The crisis faced by the NVOCC lines operating to and from Colombo was featured in multiple articles since 11 February in the Daily FT. As mentioned, the crisis arose due to the International Feeder Shipping Line Operators imposing new conditions for the carriage of NVOCC line containers to and from the Port of Colombo.

As per the new conditions, Feeder Operator Agents will no longer pay the port handling charges on behalf of NVOCC Agents in Sri Lanka thus doing away with a 25-year-old commercial practice in the country. This leaves the NVOCC Agents having to obtain direct payment facilities with the three terminals in the Port of Colombo.

However, port terminal operators were not willing to offer the direct billing facilities to NVOCC Agents due to factors such as the licencing category currently held by NVOCC Agents, concerns of NVOCC Principal’s insurance covers, Principal’s fleet size, financial strength and volume commitments required among others.
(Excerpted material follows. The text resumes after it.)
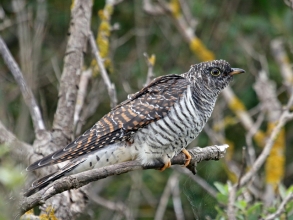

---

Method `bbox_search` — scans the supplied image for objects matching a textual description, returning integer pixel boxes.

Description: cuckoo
[25,60,244,196]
Therefore, in order to find an acceptable solution to all stakeholders, the Ministry of Ports and Shipping together with Chairman – SLPA, intervened to form a Joint Committee headed by the Managing Director – SLPA which includes representatives of all three terminals (SLPA – JCT, SAGT, CICT), Director General Merchant Shipping (Licencing Authority), SLPA Finance, Sri Lanka Association of Vessel Operators (SLAVO), Ceylon Association of Shipping Agents (CASA), Ceylon Freight & Logistics Association (CEYFFA) and Sri Lanka Association of NVOCC Agents (SLANA).

We understand however, that the proposal submitted jointly by the three Colombo Port Terminals is not conducive for the NVOCC Line Principals and their Colombo Agents to obtain direct billing facilities.
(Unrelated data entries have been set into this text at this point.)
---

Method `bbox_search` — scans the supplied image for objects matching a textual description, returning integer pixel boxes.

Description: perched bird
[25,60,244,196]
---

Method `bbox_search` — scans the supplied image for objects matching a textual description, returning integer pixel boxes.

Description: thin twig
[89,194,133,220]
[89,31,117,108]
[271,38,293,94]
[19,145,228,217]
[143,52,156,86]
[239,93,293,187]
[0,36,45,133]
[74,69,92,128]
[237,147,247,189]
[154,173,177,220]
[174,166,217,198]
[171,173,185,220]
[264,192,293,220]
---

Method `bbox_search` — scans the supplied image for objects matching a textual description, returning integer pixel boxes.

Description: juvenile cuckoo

Justifiably, NVOCC Principals are very concerned that Colombo which has claimed ‘Hub Port Status’ is not opening up the opportunity for legitimate port users, to have a gateway for their containers to enter the country. When all other Hub Ports such as Dubai, Singapore, Malaysia and Regional ports such as India and Pakistan have encouraged registered licenced shipping and logistics companies to have direct billing facilities at their respective port terminals. We also learn that when it comes to insurance, the Colombo terminals are biased in wanting NVOCC Principals to have similar coverage to that of Vessel Operator’s P&I cover, which is not required by any other Regional Ports.

The Regional Ports having recognised the NVOCC business model have made provision for one Agent to represent many operators at a port terminal. Colombo Port terminals however, insist on keeping separate bank guarantees for each and every Principal which is not commercially viable when conducting the NVOCC agency business.
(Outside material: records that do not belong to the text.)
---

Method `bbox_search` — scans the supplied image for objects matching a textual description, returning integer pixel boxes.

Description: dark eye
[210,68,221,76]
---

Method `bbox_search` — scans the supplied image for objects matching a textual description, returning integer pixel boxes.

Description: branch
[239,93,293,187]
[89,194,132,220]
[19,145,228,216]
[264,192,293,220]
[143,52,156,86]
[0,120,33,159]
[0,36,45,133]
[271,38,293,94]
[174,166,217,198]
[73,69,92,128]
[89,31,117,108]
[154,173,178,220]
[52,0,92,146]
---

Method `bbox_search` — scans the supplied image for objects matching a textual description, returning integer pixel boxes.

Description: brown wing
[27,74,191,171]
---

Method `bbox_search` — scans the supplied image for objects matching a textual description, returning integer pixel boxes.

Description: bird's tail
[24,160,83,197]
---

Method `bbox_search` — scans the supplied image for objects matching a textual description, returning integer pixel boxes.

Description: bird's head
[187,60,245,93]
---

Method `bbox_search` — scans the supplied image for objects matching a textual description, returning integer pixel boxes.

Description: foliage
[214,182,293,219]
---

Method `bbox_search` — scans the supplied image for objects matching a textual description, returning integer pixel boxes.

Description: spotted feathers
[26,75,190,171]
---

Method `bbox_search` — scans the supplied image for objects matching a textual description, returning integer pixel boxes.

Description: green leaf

Moreover, all other Regional Port Terminals including the Hub Ports such as Dubai, request for reasonable bank guarantees in their local currency. In comparison the three Colombo terminals insist on collecting US Dollar bank guarantees per Principal at each terminal. We understand that due to these requirements and many other factors, discussions at the Joint Committee, have come to a standstill. Fortunately, the Feeder Operator Principals have given a further extension to their deadline until 31 October purely as an assistance to the country’s trade, taking into consideration the adverse political and economic situation in the country during the past few months.

At this juncture the NVOCC Agents’ only remaining hope is for Ministerial intervention at the highest level.